Technique dramaturgique où des éléments narratifs sont implantés au premier/deuxième acte et déploient leur effet 15-45 minutes plus tard.
Définition
La préparation et la résolution décrivent la technique dramaturgique par laquelle des éléments narratifs sont établis dans le premier ou le deuxième acte pour déployer plus tard leur impact dramatique – typiquement après 15 à 45 minutes de temps d'écran. La préparation est généralement subtile et apparemment fortuite, tandis que la résolution active le "gage" narratif précédemment posé et procure au public un sentiment d'accomplissement. Le terme est issu de la théorie du scénario anglo-américaine et a été systématisé par "Screenplay" de Syd Field (1979).
Détails techniques
Les préparations efficaces fonctionnent selon la règle du "fusil de Tchekhov" : chaque élément introduit dans le premier acte doit être utilisé dans le troisième acte. Des études de l'USC Film School montrent que les préparations sont optimalement placées entre les pages 8 et 25 d'un scénario de 120 pages, tandis que les résolutions sont statistiquement les plus efficaces entre les pages 85 et 110. On distingue les préparations d'objet (objets concrets), les préparations de personnage (capacités ou traits) et les préparations de dialogue (informations apparemment secondaires). La résolution peut être directe (utilisation immédiate), inversive (utilisation opposée) ou multiple (activation répétée).
Histoire et développement
L'analyse systématique de la préparation/résolution a débuté en 1966 avec "The Art of Dramatic Writing" de Lajos Egri, mais n'a trouvé une application large qu'avec la structure en trois actes de Field. Robert McKee a affiné en 1997 dans "Story" la catégorisation en micro-préparations (au sein d'une scène) et macro-préparations (sur plusieurs actes). Les productions de blockbusters modernes utilisent en moyenne 12 à 18 paires préparation/résolution par film, tandis que Marvel Studios développe depuis "Iron Man" (2008) des préparations transmédias sur plusieurs films.

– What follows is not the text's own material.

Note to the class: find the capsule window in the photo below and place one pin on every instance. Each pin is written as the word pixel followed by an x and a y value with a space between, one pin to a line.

Utilisation pratique au cinéma
Dans "Alien" (1979), la conversation au dîner sur Kane en tant que personnage "optimiste" établit son destin ultérieur en tant que première victime. "Jurassic Park" (1993) utilise 47 secondes de temps d'écran pour montrer l'interface de sabotage de Nedry, qui déclenche la catastrophe 73 minutes plus tard. Christopher Nolan construit dans "The Prestige" (2006) plus de 23 préparations pour le retournement final, chaque résolution apparente activant une nouvelle préparation. Les films d'action utilisent fréquemment des préparations d'armes (fusil de Tchekhov), tandis que les comédies s'appuient sur des préparations de traits de caractère pour des résolutions comiques.

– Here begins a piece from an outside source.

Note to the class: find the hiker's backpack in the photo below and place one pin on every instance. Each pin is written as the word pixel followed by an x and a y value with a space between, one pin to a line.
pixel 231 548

Comparaison et alternatives
La préparation/résolution se distingue de l'annonce par la possibilité concrète d'utiliser l'élément établi, tandis que l'annonce ne fait qu'indiquer. Les fausses pistes fonctionnent comme des préparations délibérément trompeuses avec une résolution absente ou erronée. Les MacGuffins établissent des préparations apparentes, dont la valeur réelle réside dans la poursuite. Les séries télévisées modernes développent des préparations à long arc sur des saisons entières, tandis que le contenu des médias sociaux offre des micro-résolutions en 15 à 60 secondes.